Now, since we know that an ecuмenical council, canon law, and 60 years worth of universal consistent teaching is necessarily magisterial, it necessarily follows that the supposed council is not a true council of the Church, the canon law is likewise counterfeit and the institution that promulgated it had no authority or protection from error.


Offline Stubborn

  • Supporter
Re: Is the Catholic Magisterium Infallible?
« Reply #59 on: September 22, 2022, 09:55:45 AM »
Quote
Stubborn, wouldn't this be considered the Deposit of Faith?
Well, no. The Deposit of Faith is the body of doctrines which constitute the rule of faith. Those doctrines are not dormant nor hidden from us, they gotta get to us somehow, and the way they get to us is through the Magisterium i.e. "all that has been handed down as divinely revealed by the ordinary teaching authority of the entire Church spread over the whole world" as PPIX teaches in Tuas Libenter, and also V1.

Popes and bishops are not the ordinary way we lay members of the Church learn our holy faith, popes and bishops are the shepherds who guard and preserve what's already there - which was handed down to them, and they supervise those under them with laws, rules and etc,. Conciliar popes and bishops excluded.



Did any pope or bishop ever teach anyone here about Limbo, or our Guardian Angels, or how to make the sign of the cross, or learn the Hail Mary, or pray the rosary, or how to make a good confession, or etc. etc.? No, of course not - because they are not "the ordinary teaching authority of the entire Church spread over the whole world." Although they do not hold religion classes, this is not to say they don't teach at all, but popes and bishops are not the ordinary way we lay members learn the basic and most necessary tenants our holy religion. It just isn't. 
 
I don't know where trads learn their faith from these days, but I learned my faith, not from any pope or bishop, I learned it first from my parents, then from a variety of sources including nuns, priests, catechisms and other books and teachers.
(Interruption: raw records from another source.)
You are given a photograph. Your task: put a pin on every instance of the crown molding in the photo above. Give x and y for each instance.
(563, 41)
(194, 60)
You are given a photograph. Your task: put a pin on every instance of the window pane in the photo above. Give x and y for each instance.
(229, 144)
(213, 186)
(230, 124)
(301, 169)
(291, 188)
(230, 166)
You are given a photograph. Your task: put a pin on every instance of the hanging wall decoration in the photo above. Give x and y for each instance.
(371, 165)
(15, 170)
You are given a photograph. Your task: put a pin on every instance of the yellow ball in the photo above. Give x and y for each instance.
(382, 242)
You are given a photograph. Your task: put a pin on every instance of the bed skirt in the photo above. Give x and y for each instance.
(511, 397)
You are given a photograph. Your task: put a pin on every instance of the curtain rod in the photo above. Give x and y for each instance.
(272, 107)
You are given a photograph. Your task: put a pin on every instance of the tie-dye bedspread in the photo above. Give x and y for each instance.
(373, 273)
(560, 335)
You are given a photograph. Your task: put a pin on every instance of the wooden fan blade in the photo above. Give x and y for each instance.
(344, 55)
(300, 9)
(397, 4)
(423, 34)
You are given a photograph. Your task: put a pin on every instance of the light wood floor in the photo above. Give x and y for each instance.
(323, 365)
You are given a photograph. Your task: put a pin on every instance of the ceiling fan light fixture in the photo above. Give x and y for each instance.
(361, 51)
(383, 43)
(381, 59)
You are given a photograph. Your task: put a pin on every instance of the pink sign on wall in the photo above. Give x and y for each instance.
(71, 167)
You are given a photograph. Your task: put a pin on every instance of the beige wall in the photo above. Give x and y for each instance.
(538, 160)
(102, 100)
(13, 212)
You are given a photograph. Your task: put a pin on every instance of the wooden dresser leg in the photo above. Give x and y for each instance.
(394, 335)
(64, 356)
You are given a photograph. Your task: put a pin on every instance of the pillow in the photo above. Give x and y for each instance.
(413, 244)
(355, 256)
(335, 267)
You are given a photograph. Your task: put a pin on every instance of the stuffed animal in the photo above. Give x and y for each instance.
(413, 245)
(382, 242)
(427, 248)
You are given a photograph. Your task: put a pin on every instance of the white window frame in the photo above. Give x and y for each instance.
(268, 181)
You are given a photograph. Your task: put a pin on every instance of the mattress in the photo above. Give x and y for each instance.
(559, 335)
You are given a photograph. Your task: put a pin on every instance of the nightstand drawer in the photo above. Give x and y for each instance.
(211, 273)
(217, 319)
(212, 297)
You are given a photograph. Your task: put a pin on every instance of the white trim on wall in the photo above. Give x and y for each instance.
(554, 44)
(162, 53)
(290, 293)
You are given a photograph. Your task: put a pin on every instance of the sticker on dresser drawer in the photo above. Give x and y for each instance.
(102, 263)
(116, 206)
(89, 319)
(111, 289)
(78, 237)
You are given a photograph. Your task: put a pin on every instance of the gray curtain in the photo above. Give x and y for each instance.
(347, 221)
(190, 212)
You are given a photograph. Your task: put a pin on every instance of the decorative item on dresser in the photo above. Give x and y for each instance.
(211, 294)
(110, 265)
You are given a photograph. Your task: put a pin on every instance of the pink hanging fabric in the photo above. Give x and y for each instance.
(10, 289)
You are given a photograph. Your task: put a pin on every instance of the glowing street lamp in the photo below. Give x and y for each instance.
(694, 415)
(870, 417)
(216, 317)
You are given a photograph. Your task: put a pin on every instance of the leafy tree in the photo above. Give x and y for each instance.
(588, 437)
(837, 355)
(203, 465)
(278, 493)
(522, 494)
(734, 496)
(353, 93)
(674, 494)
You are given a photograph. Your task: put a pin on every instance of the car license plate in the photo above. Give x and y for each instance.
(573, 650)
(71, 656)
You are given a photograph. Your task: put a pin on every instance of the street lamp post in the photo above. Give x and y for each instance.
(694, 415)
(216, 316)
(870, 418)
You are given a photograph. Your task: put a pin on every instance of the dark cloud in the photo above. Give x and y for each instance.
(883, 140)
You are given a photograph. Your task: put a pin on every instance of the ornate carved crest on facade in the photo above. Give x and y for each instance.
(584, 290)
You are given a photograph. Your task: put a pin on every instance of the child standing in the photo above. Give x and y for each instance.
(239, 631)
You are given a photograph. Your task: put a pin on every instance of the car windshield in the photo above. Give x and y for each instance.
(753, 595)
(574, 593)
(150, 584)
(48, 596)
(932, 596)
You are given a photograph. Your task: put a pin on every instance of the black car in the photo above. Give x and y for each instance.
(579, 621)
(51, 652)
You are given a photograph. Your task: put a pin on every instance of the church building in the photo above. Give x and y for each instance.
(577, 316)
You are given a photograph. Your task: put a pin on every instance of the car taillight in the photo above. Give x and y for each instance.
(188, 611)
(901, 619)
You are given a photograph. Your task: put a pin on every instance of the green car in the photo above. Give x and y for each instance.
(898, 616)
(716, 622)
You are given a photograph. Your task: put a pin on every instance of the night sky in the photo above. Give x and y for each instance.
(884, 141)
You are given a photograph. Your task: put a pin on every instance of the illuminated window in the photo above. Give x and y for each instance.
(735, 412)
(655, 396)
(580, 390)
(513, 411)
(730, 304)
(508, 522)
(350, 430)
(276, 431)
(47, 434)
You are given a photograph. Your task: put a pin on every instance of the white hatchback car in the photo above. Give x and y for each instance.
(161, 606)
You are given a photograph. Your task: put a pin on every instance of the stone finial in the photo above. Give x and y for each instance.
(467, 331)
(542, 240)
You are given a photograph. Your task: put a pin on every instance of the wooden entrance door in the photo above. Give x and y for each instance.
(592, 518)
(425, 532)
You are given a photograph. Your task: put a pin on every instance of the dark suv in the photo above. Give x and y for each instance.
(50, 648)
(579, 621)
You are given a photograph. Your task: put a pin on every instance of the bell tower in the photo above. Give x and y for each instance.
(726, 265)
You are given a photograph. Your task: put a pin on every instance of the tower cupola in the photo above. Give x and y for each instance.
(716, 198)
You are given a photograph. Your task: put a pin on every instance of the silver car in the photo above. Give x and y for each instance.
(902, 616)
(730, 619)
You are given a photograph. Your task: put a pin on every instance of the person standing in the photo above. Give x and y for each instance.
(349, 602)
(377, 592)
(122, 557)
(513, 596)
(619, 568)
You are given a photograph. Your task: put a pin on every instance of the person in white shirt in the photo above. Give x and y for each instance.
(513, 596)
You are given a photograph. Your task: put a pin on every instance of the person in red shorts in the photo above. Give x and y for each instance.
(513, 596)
Some choose to go on to higher learning institutions and or seminaries etc. But for me and probably every other Catholic whose ever lived, what I learned was handed down from them to me. The same is to be said for them, and so on all the way back to the time of the Apostles.


This handing down by "the ordinary teaching authority" is the Ordinary Magisterium, "of the entire Church spread over the whole world and which, for this reason, Catholic theologians, with a universal and constant consent, regard as being of the faith" is the Universal Magisterium.